The EU situation is of an entirely different nature. There is an opinion that the root cause is the hurried expansion of the EU in the years when the Maastricht requirements for membership were relaxed in order to admit countries like Greece and Portugal, with structurally weaker economies. In retrospect, a reduced level of integration (an “associate” status, so to speak) would have been more effective at that point in the past.
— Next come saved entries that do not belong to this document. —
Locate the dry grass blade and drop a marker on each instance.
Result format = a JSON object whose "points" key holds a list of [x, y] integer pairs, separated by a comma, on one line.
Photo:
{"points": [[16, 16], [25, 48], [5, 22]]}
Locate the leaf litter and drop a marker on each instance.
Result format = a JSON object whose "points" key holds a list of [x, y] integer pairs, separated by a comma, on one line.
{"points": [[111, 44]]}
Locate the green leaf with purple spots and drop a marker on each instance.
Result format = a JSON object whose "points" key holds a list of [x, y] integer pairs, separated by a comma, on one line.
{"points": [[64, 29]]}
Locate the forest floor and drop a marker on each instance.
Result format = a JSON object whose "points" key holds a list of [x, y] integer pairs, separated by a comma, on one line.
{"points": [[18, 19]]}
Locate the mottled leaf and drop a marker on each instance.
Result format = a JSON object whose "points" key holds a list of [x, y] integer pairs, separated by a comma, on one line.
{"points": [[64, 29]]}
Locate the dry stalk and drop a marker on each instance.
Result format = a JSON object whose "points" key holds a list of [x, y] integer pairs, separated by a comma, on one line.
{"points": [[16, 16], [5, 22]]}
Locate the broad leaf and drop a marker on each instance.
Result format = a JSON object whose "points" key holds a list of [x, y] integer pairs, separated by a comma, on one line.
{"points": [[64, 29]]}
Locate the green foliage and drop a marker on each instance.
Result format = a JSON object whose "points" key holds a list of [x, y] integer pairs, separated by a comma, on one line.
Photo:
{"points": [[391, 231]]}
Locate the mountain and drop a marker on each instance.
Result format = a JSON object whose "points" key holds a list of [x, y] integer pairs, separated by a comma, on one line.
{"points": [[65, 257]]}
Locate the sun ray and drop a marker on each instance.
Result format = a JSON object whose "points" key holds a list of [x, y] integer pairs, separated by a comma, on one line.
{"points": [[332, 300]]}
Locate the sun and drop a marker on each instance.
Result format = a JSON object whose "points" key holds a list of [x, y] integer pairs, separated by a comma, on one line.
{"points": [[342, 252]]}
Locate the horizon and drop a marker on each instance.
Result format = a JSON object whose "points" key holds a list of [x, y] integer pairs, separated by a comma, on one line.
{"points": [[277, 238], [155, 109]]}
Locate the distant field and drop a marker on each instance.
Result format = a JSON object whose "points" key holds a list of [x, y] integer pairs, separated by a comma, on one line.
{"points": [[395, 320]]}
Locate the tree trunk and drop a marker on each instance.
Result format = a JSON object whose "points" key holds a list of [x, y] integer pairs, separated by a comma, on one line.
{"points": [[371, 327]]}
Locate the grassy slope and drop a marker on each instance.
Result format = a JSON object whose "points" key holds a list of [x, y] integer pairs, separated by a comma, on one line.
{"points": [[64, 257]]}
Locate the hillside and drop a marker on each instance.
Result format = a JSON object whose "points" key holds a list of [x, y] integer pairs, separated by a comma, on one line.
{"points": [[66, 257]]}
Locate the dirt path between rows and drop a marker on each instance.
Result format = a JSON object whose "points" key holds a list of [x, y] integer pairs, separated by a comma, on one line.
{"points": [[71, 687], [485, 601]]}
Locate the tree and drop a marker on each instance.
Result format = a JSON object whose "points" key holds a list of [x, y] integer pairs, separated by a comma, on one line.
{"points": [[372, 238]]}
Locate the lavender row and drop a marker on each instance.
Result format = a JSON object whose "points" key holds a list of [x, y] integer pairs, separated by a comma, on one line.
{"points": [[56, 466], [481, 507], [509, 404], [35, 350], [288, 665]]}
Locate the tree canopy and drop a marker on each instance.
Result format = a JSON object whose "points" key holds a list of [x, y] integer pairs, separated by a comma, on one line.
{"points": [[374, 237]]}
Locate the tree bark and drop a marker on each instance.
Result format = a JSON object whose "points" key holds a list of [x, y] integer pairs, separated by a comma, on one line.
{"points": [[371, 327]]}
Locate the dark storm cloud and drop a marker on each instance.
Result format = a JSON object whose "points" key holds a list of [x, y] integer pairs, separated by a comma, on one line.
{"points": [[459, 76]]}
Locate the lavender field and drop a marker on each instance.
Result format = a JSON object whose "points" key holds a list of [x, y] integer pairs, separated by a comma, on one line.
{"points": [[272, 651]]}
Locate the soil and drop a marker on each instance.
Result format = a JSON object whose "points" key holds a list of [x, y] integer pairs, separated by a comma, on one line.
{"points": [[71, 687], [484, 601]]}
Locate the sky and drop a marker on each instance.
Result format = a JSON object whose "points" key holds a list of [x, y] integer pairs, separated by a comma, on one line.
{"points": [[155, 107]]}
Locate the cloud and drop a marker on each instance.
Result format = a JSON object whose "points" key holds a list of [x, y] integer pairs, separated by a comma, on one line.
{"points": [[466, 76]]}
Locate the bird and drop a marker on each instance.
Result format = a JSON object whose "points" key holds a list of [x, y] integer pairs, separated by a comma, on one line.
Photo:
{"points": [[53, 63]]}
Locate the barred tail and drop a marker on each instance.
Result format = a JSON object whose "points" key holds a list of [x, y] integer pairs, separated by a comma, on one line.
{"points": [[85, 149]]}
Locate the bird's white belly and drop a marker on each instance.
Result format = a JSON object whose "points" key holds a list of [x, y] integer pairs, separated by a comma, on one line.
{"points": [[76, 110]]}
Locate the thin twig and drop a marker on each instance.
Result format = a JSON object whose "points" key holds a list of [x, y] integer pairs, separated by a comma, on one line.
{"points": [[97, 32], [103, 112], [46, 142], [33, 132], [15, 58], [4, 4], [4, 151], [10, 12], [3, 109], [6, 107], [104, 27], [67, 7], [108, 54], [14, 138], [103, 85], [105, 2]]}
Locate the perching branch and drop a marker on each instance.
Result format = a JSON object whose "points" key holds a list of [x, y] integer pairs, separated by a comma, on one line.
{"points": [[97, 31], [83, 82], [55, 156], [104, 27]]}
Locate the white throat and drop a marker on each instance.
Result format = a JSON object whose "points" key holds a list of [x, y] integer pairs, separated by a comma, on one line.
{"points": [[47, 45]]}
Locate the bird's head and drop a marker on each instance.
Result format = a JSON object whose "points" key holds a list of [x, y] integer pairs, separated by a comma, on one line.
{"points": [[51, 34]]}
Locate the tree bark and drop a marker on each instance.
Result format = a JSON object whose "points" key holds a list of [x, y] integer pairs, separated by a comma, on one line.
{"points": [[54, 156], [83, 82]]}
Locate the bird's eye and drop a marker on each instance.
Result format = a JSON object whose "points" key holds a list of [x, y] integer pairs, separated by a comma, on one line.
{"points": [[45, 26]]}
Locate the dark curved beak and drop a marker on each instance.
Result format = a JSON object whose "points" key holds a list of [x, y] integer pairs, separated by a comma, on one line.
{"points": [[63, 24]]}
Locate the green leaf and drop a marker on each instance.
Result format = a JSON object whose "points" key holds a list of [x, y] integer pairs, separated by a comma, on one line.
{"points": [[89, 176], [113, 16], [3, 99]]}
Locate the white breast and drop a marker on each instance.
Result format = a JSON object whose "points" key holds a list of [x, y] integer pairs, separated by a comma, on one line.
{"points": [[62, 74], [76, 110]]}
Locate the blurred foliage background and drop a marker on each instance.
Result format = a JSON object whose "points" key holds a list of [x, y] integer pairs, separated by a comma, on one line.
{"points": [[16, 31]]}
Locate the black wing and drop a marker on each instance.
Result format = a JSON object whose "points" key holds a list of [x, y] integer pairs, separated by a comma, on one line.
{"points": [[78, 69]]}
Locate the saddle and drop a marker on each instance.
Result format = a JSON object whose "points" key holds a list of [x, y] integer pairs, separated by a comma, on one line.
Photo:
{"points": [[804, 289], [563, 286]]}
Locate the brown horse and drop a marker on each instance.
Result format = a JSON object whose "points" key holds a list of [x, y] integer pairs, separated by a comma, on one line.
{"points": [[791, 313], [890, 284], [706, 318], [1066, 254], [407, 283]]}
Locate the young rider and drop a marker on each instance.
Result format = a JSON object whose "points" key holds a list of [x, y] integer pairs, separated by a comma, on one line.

Therefore, if the American issue is one of domestic economic ideology, the EU situation is more of financial mechanics. In the EU, there appears a consensus that a recovery program shall be implemented and the debate is about the mechanization of such a program. That is not really a “gridlock.” In the United States, a true ideological gridlock does exist, and although most likely it shall be overcome on a pro tem basis, to advance the business of government, the fundamental ideological contradiction is unlikely to be resolved because it is due to profoundly differing world-views.

The issue of Libya is yet another different issue and it is a profound threat not just to “the West,” but also to the entire world order. If a stubborn dictator can resist directives of the UN Security Council (regardless of how well or poorly implemented), then the challenge is not against NATO, but the entire post-1945 order. The League of Nations and its demise do come to mind.

Russians seem to gloat a bit about the problems “the West” is encountering in Libya. Apparently, in a kind of post-Marxist hangover, they have residual fondness for the Che Guevara of the sands. In fact, they should be very concerned how the appearance of disunity may be encouraging the forces of chaos, which no one wants to see rampant in the world.